Shipping Corporation of New Zealand
- Company type: Statutory Corporation (1974–1987) State-owned Enterprise (1987–1989)
- Industry: Transport
- Founded: 1974
- Key people: Sir John Ormond (Chairman 1974 – 1979) Sir Tom Skinner (Chairman 1979 – 1982)
- Products: Sea transport

= Shipping Corporation of New Zealand =

New Zealand shipping company

The Shipping Corporation of New Zealand was a New Zealand shipping company created by the Third Labour Government led by Norman Kirk in 1973.

== Background ==
Norman Kirk advocated for the creation of a New Zealand-owned shipping line as leader of the Opposition, which was Labour's policy at the 1969 and 1972 elections. Kirk argued that "the New Zealand farmer has always been at the mercy of the overseas shipping companies." Upon election to office following the 1972 general election, Kirk moved quickly to establish the shipping line, appointing former Meat Board chairman John Ormond as chairman and Federation of Labour President Tom Skinner as his deputy.
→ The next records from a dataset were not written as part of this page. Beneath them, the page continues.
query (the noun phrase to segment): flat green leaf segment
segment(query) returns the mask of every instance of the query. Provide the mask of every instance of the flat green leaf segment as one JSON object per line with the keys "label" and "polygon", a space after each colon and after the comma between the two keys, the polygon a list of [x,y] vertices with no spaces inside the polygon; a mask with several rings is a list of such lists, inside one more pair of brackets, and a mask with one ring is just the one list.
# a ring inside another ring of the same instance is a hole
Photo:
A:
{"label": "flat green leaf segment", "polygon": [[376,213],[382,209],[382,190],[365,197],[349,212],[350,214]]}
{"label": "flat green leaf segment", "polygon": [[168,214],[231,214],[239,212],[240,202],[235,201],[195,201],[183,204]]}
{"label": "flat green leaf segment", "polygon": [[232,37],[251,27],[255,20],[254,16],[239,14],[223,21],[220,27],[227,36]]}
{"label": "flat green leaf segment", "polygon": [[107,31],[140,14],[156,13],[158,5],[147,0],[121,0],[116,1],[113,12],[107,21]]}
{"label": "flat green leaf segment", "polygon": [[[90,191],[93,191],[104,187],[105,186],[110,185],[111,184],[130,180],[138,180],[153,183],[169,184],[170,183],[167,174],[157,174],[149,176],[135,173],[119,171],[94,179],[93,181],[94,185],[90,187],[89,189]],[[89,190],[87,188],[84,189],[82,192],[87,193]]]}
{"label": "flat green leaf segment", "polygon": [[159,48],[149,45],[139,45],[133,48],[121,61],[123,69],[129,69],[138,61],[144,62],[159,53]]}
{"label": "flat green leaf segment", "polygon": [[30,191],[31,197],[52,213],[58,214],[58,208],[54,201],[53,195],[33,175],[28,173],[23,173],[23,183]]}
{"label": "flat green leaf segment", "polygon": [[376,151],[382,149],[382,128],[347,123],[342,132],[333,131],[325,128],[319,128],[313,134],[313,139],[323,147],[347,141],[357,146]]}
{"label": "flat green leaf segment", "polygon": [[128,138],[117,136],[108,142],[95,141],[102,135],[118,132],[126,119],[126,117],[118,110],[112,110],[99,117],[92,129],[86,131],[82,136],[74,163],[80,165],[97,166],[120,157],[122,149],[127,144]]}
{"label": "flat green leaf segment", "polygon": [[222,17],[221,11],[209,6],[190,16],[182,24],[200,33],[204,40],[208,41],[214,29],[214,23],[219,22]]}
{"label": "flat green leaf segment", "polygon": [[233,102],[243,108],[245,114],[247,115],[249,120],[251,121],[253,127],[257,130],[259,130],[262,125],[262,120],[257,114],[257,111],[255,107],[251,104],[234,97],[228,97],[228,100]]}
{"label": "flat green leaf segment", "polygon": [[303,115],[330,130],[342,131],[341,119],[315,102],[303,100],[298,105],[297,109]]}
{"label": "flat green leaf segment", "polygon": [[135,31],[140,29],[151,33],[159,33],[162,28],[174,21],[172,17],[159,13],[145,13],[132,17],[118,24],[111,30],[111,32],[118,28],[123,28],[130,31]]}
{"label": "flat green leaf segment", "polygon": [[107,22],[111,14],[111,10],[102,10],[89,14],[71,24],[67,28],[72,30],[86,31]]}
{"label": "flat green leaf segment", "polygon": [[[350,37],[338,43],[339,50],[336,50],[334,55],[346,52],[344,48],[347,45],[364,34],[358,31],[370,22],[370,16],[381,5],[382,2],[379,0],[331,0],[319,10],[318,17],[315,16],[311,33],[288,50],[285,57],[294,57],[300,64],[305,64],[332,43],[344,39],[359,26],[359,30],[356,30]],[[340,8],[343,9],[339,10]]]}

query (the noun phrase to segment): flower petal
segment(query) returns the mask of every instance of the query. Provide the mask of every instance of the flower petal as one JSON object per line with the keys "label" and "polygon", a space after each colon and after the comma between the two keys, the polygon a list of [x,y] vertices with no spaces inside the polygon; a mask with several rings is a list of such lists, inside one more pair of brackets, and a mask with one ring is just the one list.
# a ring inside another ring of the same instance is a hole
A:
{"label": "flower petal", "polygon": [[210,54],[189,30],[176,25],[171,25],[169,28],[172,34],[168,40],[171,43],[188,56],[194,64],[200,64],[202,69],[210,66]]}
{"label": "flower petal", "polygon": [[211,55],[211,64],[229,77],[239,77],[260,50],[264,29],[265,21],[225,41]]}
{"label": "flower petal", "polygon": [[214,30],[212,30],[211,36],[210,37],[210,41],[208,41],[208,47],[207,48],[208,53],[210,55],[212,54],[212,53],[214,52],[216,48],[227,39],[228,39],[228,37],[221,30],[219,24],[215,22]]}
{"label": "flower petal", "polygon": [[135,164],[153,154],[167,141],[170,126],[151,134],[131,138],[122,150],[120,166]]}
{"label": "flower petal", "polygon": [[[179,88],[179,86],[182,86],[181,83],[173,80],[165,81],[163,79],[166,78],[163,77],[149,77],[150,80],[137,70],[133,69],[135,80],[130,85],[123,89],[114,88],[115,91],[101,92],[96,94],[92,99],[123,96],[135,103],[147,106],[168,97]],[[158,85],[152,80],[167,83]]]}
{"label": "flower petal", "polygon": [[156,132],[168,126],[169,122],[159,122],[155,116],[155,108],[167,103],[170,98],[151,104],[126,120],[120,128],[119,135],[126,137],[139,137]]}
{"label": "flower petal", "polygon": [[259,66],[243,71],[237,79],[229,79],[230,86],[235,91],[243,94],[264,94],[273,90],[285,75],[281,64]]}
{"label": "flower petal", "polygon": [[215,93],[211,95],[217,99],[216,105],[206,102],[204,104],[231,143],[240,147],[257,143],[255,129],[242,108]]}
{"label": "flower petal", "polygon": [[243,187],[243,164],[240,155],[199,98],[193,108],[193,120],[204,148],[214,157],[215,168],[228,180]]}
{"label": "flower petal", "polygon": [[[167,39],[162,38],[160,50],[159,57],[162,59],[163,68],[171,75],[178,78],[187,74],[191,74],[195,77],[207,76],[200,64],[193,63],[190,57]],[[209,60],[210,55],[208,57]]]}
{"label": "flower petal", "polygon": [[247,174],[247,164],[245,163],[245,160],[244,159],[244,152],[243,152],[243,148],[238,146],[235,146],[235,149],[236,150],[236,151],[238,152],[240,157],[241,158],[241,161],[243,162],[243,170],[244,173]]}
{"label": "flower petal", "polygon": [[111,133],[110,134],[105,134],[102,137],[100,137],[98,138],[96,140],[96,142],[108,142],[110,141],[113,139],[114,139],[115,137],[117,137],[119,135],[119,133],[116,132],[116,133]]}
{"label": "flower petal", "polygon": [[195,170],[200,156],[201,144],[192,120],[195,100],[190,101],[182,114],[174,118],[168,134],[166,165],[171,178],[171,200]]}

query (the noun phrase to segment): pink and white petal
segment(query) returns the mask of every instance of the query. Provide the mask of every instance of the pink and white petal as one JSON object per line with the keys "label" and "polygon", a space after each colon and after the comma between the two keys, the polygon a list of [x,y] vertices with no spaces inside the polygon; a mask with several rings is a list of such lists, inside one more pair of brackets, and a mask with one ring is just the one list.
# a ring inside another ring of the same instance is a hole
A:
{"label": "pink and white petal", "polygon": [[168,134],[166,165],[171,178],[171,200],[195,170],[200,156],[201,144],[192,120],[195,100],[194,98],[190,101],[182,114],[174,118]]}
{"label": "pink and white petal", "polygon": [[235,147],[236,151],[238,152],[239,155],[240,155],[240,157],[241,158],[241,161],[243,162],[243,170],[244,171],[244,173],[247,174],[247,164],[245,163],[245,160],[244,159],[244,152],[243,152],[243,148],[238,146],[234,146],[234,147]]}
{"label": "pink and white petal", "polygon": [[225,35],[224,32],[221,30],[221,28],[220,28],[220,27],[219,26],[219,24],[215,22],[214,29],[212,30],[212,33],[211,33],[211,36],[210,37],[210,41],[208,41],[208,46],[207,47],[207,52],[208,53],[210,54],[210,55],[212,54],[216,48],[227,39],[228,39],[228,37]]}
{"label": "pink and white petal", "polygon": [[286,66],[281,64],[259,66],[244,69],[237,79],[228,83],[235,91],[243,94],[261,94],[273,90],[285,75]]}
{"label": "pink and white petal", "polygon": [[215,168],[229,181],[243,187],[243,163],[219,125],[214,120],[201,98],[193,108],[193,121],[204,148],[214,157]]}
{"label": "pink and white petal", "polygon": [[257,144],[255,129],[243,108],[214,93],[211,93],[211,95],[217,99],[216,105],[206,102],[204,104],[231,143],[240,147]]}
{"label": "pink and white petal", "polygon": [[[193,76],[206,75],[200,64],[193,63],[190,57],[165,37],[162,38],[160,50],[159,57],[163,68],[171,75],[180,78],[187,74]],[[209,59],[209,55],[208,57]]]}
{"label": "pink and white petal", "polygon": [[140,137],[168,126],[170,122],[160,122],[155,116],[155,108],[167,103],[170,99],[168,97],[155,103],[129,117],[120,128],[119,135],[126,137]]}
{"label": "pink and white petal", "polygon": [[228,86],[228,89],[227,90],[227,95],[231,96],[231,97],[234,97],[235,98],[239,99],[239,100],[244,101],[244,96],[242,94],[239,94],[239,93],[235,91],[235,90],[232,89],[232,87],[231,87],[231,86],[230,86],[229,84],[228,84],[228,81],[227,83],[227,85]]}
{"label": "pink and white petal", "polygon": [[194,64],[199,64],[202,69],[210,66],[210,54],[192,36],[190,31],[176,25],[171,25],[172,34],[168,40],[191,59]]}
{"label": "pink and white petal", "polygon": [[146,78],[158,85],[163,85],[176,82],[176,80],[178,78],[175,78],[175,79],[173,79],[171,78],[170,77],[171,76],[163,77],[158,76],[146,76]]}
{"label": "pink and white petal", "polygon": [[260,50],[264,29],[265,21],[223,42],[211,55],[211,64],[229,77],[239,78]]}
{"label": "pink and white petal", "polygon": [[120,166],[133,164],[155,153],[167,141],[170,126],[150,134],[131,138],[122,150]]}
The Shaw Savill Line offered two vessels, the Laurentic and the Zealandic, for the shipping line.

== Formation ==
The Shipping Corporation of New Zealand Act 1973 established the corporation as a statutory corporation, which began trading in 1974. The New Zealand Government owned a majority of shares, while the Shaw Savill Line had a 30% stake in the shipping line.

The Shipping Corporation adopted a new trading name on 1 September 1985, New Zealand Line, to emphasis its international links.

== State-owned enterprise ==
From 1 April 1987 the Shipping Corporation became the Shipping Corporation of New Zealand Limited, along with other government-owned departments and corporations, became a State-owned enterprise, and was required to make a profit.

== Privatisation ==
In the 1987 budget, it was announced that the New Zealand Line would be sold.
The New Zealand Line was privatised in March 1989, being sold to P&O for $33.5 million.